Фабиан провел ее через широкий вестибюль и сказал лакею, открывшему перед ними дверь комнаты:

— Скажите повару, чтобы он приготовил легкий ужин для двоих из блюд, которые не требуют много времени. И принесите мне бутылку шампанского.

И он вошел с Лореттой в комнату, которая, почувствовала она, принадлежала к его личным апартаментам.

Она была обставлена восхитительной французской мебелью, включавшей удобнейший на вид диван и кресла.

Хотя комната дышала французской изысканностью, она при этом, несомненно, принадлежала мужчине. Вся атмосфера в ней была сугубо мужской.

Фабиан усадил Лоретту на диван и вложил ей в руку свой мягкий платок из тончайшего полотна.

Она вытерла со щек следы слез, но когда подняла на него глаза, длинные пушистые ресницы оставались влажными.

Хотя она этого не сознавала, выглядела она очень бледной — слезы смыли косметику — и очень трогательной.

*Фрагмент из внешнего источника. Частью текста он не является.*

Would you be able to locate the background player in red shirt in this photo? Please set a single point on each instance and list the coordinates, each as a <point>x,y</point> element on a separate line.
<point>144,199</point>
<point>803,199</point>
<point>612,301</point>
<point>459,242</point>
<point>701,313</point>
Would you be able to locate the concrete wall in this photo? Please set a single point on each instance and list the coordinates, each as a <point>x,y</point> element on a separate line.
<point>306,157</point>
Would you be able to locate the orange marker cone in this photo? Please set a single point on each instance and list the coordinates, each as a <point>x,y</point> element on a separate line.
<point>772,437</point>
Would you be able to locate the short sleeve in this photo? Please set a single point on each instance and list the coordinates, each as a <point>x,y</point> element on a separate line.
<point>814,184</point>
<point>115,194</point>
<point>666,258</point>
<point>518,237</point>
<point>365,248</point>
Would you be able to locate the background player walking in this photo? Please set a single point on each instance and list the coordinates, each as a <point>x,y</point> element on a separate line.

Фабиан молчал, пока в комнату не вошел лакей с бутылкой шампанского в ведерке со льдом и с двумя бокалами.

Он наполнил один и поставил его на столик перед Лореттой, а второй подал своему хозяину.

Затем поставил ведерко с бутылкой на стол по ту сторону камина и вышел.

— Выпейте немножко, — ласково сказал Фабиан. — Это вам необходимо.

Она была так слаба, что у нее не хватило сил возразить, и она сделала, как он сказал.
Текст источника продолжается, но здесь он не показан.